This is a very interesting question! The social practices of complimenting and criticising are both extremely important - and of course philosophically rich (for instance, they invite both ethical and epistemological reflection).

There is - in my view - no simple answer to the question of whether we ought to accept every compliment offered to us, for three reasons.

First, sometimes the compliment will be false - one in fact lacks the virtue that the compliment attributes to one - and sometimes the compliment will be unacceptably exaggerated - "I'm good, yes, but not that good!" - and sometimes the compliment will entail insulting or demeaning other people - " Wow, you're way smarter than these other people!"

Second, sometimes one might want to resist a compliment because one has worries about or objections to the complimenter. For instance, a friend of mine was recently praised by a member of a nationalistic political party for their tenacity and conviction - this was during a debate about immigration - and my friend rejected the compliment because they did not want to accept the praise of an aggressive (and quite likely xenophobic) nationalist. So the complimenter and the context should affect our decision about whether or not to accept a compliment.
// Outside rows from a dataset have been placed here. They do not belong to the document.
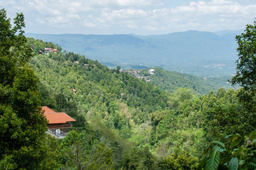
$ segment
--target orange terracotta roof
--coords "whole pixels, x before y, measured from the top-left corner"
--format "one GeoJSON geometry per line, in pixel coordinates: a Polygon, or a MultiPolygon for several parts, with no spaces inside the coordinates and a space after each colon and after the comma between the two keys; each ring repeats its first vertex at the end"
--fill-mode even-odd
{"type": "Polygon", "coordinates": [[[45,113],[56,113],[56,112],[52,110],[47,106],[42,106],[42,110],[45,111],[45,113]]]}
{"type": "Polygon", "coordinates": [[[65,123],[67,122],[76,121],[64,112],[45,113],[44,115],[49,121],[49,124],[65,123]]]}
Finally, some compliments may require modification - they might need to be moderated or softened or qualified - e.g. "It was very good, yes, but I made a few technical errors..." or "Thankyou, but I really couldn't have done it without the help of my team....", which is what Oscar winners often say in their speeches.

So we should not simply accept every compliment offered to us - some are likely to be false, exaggerated, insulting to others, or offered by objectionable people - and in my view there is a certain moral and social skill in recognising which compliments to accept or reject, or to moderate or modify.